Но посмотрите, чем он был как учитель бурсы.

– Иванов! – говорит он.

Иванов поднимается с заднего стола бурсацкой Камчатки, за которою Краснов следил постоянно и зорко, вследствие чего для желающих почивать на лаврах, то есть лентяев, он был нестерпимый учитель. Краснов донимал их не столько сеченьем, сколько систематическим преследованием; и вот это‑то преследование, основанное на психологической тактике, сильно отзывалось иезуитством. Краснов в нотате видит, что у Иванова стоит сегодня ноль, но все‑таки говорит:

– Прочитай урок, Иванов.

Но Иванов не отвечает ничего. Он думает про себя: «Ведь знает же Краснов, что у меня в нотате ноль… что же спрашивает? – только мучит!».

– Ну, что же ты?

Иванов молчит… Лучше бы ругали Иванова, тогда не было бы ему стыдно перед товарищами, потому что ругань начальства на вороту бурсака, ей же богу, не виснет; а теперь Иванов поставлен в комическое положение: над его замешательством потешаются свои же, и таким образом главная поддержка против начальства – товарищество – для него не существует в это время.
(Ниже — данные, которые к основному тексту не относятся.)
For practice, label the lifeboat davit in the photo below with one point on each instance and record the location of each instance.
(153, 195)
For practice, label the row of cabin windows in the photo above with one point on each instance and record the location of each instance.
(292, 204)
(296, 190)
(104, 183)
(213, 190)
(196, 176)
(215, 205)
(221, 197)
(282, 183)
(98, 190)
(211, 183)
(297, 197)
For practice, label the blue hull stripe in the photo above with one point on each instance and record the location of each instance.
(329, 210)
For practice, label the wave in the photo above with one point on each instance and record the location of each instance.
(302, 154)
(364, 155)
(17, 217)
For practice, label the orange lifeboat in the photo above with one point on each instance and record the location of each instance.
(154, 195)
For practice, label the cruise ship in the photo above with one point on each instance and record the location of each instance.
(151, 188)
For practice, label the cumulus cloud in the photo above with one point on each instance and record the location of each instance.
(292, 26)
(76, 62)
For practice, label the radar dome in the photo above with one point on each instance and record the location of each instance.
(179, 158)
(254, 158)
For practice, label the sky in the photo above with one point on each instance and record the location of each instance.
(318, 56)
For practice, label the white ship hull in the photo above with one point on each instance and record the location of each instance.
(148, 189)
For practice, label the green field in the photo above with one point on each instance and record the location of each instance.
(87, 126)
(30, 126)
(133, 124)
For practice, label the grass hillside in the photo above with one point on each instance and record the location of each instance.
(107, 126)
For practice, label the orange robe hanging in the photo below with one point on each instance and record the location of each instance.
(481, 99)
– Ты здоров ли? – спрашивает ласково Павел Федорыч.

Сбычившись и выглядывая исподлобья, Иванов говорит:

– Здоров.

– И ничего с тобой не случилось?

– Ничего.

– Ничего?

– Ничего, – слышится ответ Иванова каким‑то псалтырно‑панихидным голосом.
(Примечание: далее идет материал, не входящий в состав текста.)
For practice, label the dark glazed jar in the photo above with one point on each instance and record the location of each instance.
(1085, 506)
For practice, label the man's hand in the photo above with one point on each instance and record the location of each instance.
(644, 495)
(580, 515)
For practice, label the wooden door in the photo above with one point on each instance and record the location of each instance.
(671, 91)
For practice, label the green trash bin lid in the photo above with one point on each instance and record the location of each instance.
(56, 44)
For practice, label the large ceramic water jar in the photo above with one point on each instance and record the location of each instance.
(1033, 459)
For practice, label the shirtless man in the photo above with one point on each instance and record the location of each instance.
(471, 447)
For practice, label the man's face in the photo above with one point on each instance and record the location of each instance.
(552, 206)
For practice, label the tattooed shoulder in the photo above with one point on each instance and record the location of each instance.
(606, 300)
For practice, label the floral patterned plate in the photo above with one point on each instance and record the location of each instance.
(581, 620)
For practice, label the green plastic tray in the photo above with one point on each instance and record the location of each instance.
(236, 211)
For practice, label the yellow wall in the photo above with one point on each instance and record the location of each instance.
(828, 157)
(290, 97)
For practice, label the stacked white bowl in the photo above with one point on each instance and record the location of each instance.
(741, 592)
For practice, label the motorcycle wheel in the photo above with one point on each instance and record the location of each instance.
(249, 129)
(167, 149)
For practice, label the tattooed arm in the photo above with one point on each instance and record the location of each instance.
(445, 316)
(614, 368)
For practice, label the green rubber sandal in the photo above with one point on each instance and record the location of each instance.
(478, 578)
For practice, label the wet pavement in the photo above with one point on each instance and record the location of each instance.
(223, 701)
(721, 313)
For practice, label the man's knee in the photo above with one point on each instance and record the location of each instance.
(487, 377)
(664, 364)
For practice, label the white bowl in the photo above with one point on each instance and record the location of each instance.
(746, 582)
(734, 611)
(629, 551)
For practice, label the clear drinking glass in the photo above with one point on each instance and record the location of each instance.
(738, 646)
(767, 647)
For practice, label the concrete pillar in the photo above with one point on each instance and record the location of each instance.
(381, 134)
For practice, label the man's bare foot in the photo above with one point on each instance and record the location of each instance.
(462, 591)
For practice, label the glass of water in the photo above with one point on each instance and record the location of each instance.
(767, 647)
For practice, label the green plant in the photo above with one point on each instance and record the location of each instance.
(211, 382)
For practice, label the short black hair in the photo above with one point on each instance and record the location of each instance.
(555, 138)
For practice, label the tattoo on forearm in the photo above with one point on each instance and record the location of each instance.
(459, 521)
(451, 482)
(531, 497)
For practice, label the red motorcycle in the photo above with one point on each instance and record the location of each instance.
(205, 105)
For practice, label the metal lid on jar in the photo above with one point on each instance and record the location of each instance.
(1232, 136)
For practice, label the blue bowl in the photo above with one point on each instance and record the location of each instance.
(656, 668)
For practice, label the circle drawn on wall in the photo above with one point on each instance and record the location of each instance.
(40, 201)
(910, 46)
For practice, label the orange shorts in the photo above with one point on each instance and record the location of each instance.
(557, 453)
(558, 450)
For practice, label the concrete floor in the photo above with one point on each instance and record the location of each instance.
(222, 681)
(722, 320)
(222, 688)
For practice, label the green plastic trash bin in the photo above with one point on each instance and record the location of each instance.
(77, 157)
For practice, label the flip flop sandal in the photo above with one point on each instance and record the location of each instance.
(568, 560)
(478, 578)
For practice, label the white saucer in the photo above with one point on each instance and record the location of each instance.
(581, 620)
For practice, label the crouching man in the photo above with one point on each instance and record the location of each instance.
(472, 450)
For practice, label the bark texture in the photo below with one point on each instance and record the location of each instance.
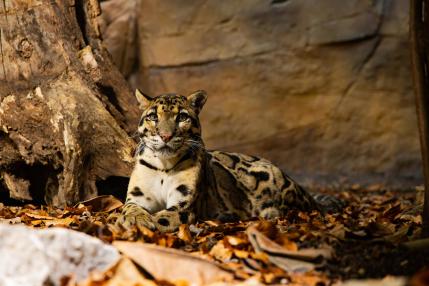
(65, 110)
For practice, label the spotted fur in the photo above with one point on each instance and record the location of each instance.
(176, 180)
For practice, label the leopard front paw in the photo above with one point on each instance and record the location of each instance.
(134, 215)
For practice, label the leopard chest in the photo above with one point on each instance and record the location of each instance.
(160, 189)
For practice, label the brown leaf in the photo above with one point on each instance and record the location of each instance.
(172, 264)
(184, 233)
(293, 261)
(221, 252)
(104, 203)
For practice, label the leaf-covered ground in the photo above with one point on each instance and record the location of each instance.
(370, 238)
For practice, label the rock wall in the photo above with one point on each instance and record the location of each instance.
(322, 88)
– Но ты точно расстроен чем‑то?

От Иванова ни гласа, ни послушания.

– Да?

Но Иванову точно рот зашили.

– Что же ты молчишь?.. Ну, скажи же мне урок.

Наконец Иванов собирается с силами. Краснея и пыхтя, он дико вскрикивает:

– Я… я… не… зна‑аю.

– Чего не знаешь?

– Я… урока.

Павел Федорыч притворяется, что недослышал.

– Что ты сказал?

– Урока… не знаю! – повторяет Иванов с натугой.

– Не слышу; скажи громче.

– Не знаю! – приходится еще раз сказать Иванову.

Товарищи хохочут.

Иванов же думает про себя: «черти бы побрали его!.. привязался, леший!».

Учитель между тем прикидывается изумленным, что даже Иванов не приготовил уроков.

– Ты не знаешь? Да этого быть не может!

Новый хохот.

Иванов рад провалиться сквозь землю.

– Отчего же ты не знаешь?

Опять начинается травля, до тех пор, пока Иванов не начинает лгать.

– Голова болела.

– Угорел, верно?

– Угорел.

– А ты, может быть, простудился?

– Простудился.

– И угорел и простудился?.. Экая, братец ты мой, жалость!

Товарищи, видя, что Иванов сбился с толку, помирают со смеху. А мученик думает: «господи ты боже мой, когда же отпорют наконец» и решается покончить дело разом:

– Не могу учиться.

– Отчего же, друг мой?

– Способностей нет.

– Но ты пробовал учить вчера?

– Пробовал.

– О чем же ты учил?

Вот тут доходит дело до самой мучительной минуты: хоть убей, не разжать рта, точно губы с пробоем, а на пробое замок. Иванов не обеспокоился не только что выучить урок, но даже узнать, что следовало учить. Павел Федорыч, боясь, что Иванову подскажут товарищи, встал со стула и подошел к нему с вопросом:

– Что же ты не говоришь?

Иванов замкнулся, и не отомкнуться ему, несчастному.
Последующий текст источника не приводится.